Patreon Essay: On Final Fantasy X and its relationship to Gothic literature

3 mins read

Final Fantasy X turns 19 years old this year. Over that time it has been frequently re-released – originally exclusive to the PlayStation 2, you can now play it on your PlayStation 3, 4, Vita, Nintendo Switch, PC, and probably a few other platforms I’ve forgotten about. It’s one of those ubiquitous JRPGs that even casual fans of the genre have some kind of experience with, and to go with that, there have been many, many articles written about the game. From reviews and criticism through to philosophical essays, there has been plenty to unpack with regards to a narrative and experience that is often surprisingly dense and intelligent.

I’m going to discuss an angle that, to the best of my knowledge, hasn’t been explored with regards to Final Fantasy X. I’m going to discuss it as a work in the Gothic tradition. Final Fantasy X is obviously not gothic horror (though there’s more than a bit of nuance to that, which I’ll get to). We often associate the word “Gothic” with vampires and the undead, but the truth is that the genre is more complex than that and thematically, Final Fantasy X shares more than a passing association with that literary tradition.
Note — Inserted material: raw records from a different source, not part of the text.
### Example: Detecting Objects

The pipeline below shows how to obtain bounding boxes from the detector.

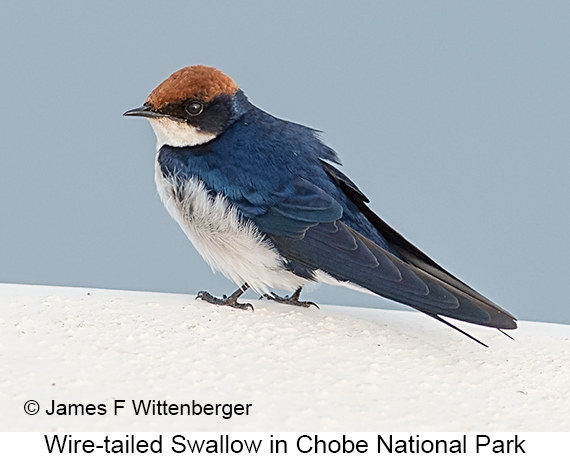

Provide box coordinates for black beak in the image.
[123,105,164,117]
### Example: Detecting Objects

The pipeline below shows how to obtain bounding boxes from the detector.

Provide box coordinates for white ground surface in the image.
[0,284,570,432]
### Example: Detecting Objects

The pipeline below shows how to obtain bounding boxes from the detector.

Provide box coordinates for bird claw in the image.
[196,290,254,311]
[262,292,320,309]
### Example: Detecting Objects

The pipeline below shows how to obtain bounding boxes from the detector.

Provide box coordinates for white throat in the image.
[149,117,216,150]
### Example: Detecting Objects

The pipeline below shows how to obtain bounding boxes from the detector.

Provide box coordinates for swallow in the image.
[124,65,517,344]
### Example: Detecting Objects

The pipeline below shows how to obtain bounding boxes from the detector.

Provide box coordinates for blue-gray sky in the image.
[0,0,570,323]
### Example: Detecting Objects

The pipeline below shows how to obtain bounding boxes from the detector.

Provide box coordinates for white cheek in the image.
[149,117,216,149]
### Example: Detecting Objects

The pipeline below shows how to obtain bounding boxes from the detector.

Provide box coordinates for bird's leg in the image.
[196,282,253,311]
[262,286,319,308]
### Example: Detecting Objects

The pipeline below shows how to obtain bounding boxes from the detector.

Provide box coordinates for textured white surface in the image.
[0,285,570,431]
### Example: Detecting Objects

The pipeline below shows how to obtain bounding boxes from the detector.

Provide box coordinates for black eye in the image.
[184,102,204,116]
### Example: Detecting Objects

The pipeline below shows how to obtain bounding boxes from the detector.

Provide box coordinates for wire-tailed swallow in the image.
[125,65,517,342]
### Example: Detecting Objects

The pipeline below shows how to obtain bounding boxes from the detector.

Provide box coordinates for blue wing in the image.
[248,164,516,329]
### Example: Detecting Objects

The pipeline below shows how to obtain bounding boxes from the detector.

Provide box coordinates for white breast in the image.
[155,156,307,293]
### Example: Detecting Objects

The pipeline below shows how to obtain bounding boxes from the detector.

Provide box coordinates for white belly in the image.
[155,161,307,293]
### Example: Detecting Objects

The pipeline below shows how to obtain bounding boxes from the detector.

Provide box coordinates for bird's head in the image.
[124,65,241,148]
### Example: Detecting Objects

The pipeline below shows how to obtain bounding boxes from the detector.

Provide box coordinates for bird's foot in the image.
[196,289,254,311]
[261,287,320,309]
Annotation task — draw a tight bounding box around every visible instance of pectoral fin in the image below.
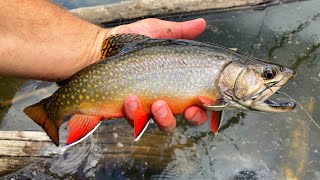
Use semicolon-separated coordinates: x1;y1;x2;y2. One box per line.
210;111;223;135
66;114;102;146
199;96;227;111
133;106;149;141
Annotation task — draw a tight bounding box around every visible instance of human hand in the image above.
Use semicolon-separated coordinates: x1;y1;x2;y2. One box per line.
104;19;207;133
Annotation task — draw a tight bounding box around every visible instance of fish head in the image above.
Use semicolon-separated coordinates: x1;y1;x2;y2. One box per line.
220;60;296;112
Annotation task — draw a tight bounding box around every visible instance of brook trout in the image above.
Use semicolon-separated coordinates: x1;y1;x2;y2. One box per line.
24;34;295;146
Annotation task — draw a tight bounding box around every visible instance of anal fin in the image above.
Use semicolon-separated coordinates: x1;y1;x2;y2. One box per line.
66;114;102;146
133;106;149;141
210;111;223;135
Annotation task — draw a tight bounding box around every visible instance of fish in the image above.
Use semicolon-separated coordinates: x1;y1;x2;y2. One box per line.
23;34;296;146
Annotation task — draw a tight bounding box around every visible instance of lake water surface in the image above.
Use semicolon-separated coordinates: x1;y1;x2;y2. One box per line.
0;0;320;179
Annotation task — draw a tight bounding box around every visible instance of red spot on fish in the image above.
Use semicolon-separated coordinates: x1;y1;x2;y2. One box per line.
199;96;216;105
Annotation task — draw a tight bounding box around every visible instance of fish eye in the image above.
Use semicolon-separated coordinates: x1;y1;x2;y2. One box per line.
263;66;277;79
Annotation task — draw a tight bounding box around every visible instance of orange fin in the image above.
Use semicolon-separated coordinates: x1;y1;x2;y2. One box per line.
66;114;102;146
23;98;61;146
133;106;149;141
210;111;223;135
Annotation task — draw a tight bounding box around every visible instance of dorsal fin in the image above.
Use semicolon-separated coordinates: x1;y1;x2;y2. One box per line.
56;34;151;86
100;34;150;59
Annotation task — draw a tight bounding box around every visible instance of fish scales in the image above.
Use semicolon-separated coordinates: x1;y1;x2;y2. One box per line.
47;45;228;119
24;35;295;145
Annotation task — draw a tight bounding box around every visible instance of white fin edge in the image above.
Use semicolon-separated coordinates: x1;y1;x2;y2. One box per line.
133;120;150;142
214;111;224;136
65;121;102;149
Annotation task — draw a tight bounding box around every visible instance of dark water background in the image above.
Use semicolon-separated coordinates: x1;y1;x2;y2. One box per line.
0;0;320;179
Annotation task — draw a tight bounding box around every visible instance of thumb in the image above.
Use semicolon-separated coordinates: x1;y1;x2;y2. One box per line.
108;18;206;39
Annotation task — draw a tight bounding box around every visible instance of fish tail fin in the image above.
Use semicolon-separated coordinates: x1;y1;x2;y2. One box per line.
23;98;59;146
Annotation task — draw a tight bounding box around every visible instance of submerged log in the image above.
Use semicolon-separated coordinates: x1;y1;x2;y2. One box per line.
0;120;193;177
71;0;280;24
0;0;298;177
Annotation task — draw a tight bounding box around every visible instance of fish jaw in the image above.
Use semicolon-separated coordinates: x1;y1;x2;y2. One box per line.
239;67;296;112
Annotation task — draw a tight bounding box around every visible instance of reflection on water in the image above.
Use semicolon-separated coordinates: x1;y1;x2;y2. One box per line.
0;0;320;179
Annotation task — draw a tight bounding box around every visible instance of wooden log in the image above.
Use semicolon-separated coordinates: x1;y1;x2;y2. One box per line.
70;0;272;24
0;120;192;177
0;0;296;177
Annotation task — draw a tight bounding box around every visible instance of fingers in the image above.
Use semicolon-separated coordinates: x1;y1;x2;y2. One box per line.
124;96;141;126
184;106;208;125
124;96;207;133
151;100;176;133
108;18;206;39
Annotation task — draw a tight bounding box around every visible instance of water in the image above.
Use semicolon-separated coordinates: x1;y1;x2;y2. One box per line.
0;0;320;179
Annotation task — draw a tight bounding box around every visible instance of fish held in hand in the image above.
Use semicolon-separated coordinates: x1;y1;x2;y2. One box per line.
24;34;295;145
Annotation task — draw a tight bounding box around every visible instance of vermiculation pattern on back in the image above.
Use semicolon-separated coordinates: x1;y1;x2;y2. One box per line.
48;41;231;119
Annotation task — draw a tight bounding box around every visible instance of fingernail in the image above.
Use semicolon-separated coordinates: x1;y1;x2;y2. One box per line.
128;102;138;110
155;106;168;118
192;111;201;122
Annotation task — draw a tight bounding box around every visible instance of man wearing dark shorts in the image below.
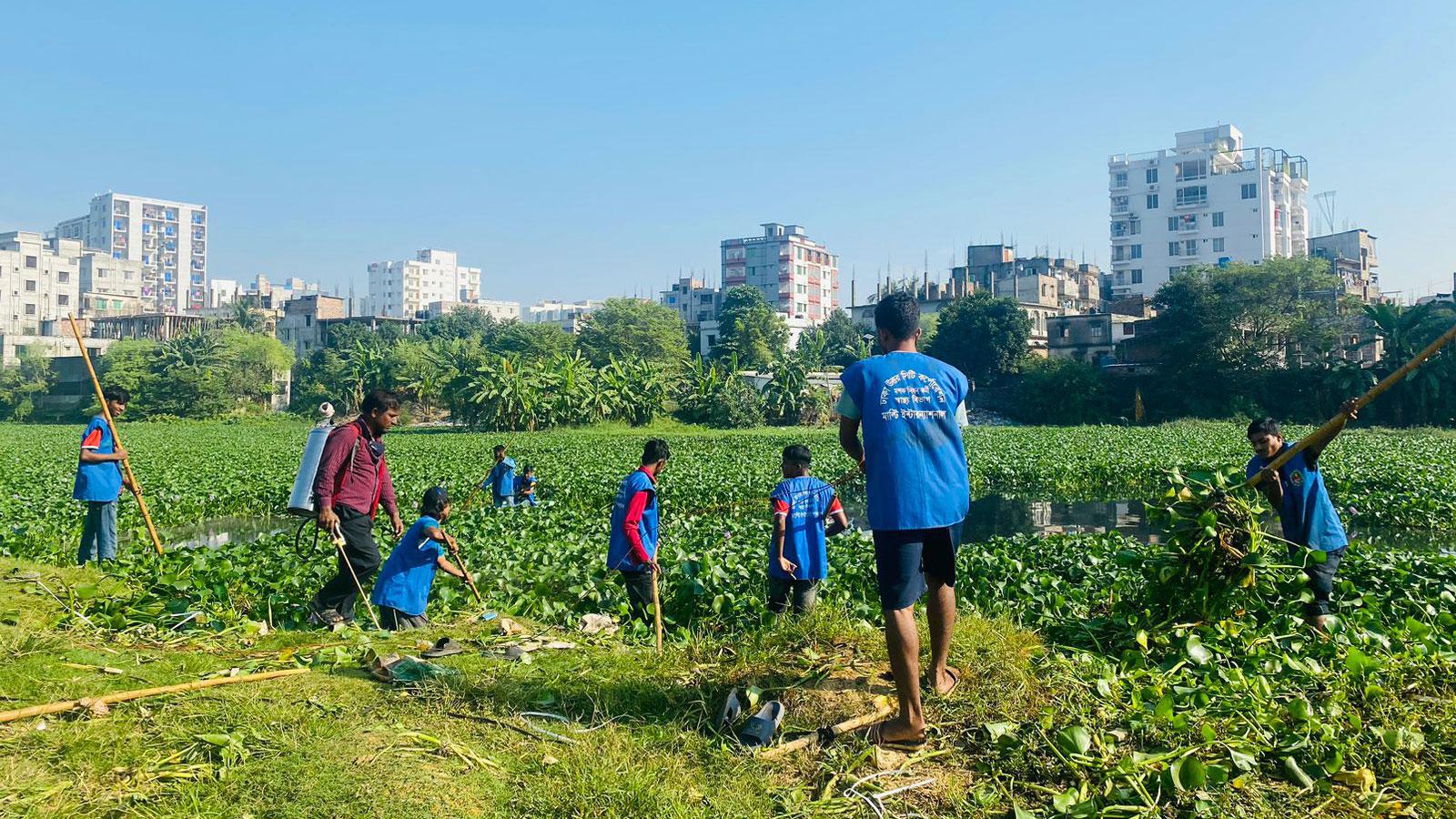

The true core of the Gothic is not the blood-suckers and lightning-powered monsters, risen from the dead. Rather, that’s a manifestation of a core concept called the sublime. A useful summary of what the sublime represents can be found here, but the key quote in relation to this piece is:

“Gothic literature is a combination of horror fiction and Romantic thought; Romantic thought encompasses awe toward nature. Essentially, Romanticism is a reaction against the Enlightenment, a time that revolutionized scientific thought, and emphasizes emotional response and intuition over clinical knowledge. Romantic literature elicits personal pleasure from natural beauty, and Gothic fiction takes this aesthetic reaction and subverts it by creating delight and confusion from terror. This use of terror is called the sublime, which is an important tool in these narratives. Examples of Gothic literature range from dark romances to supernatural mysteries.”